Romaine Hearts with Creamy Garlic Dressing and Crispy Prosciutto
Here's an updated and upscale version of the classic Caesar salad using hearts of romaine. Buy whole romaine heads and remove the outer leaves to prepare another salad.

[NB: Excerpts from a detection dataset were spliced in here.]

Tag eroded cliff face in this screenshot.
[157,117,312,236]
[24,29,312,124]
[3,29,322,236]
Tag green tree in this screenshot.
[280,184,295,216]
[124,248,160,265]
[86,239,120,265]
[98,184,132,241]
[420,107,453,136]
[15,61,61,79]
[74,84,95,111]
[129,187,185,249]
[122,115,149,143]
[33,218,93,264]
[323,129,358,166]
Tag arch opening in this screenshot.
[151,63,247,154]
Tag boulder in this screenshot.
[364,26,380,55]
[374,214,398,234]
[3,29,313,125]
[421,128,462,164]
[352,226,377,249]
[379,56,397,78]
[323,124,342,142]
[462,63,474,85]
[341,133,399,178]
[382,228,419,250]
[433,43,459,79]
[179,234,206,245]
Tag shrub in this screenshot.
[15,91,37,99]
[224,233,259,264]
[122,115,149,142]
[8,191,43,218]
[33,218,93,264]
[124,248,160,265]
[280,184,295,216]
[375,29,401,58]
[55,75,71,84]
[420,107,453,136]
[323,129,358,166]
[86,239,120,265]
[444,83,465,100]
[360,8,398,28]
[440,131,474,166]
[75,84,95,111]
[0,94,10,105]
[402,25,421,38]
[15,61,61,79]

This recipe makes 4 servings
| Nutritional Info | |
|---|---|
| Per serving: about | - |
| cal | 194 |
| pro | 12 g |
| total fat | 14 g |
| sat. fat | 5 g |
| carb | 6 g |
| fibre | 2 g |
| chol | 28 mg |
| sodium | 867 mg |
| % RDI: | - |
| calcium | 26% |
| iron | 11% |
| vit A | 29% |
| vit C | 45% |
| folate | 63% |
Suggested Recipes
Ingredients
-
1 tsp vegetable oil
4 thin slices prosciutto, (about 2 oz/60 g)
2 hearts of romaine
1/2 cup shaved Parmesan cheese
Creamy Garlic Dressing:
1/3 cup light mayonnaise
3 tbsp grated Parmesan cheese
3 tbsp lemon juice
2 tsp Dijon mustard
1 tsp Worcestershire sauce
1/2 tsp anchovy paste
1 clove garlic, minced
1/4 tsp salt
1/4 tsp pepper
Preparation:
In nonstick skillet, heat oil over medium heat; fry prosciutto, in single layer and turning once, just until crisp, about 6 minutes. Remove and let cool. Crumble or tear into bite-size pieces; set aside.

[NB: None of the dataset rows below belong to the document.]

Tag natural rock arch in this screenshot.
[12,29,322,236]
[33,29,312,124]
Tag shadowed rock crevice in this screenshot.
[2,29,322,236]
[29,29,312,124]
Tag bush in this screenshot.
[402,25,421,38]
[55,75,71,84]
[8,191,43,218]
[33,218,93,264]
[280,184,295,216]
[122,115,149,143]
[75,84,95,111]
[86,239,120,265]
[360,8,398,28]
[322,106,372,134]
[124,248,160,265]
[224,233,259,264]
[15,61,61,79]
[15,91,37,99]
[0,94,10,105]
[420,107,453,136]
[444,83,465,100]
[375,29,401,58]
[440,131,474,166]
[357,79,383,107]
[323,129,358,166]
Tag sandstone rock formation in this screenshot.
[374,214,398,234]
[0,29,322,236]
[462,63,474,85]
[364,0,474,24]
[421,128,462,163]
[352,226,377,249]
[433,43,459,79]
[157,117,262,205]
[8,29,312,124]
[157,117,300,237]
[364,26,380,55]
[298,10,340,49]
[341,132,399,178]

Creamy Garlic Dressing: In small bowl, whisk together mayonnaise, Parmesan cheese, lemon juice, mustard, Worcestershire sauce, anchovy paste, garlic, salt and pepper. (Make-ahead: Cover and refrigerate for up to 2 days.)
Trim stem ends off romaine hearts; cut lengthwise into quarters. Place 2 quarters, overlapping, on each of 4 plates. Drizzle with dressing. Sprinkle with prosciutto and Parmesan cheese.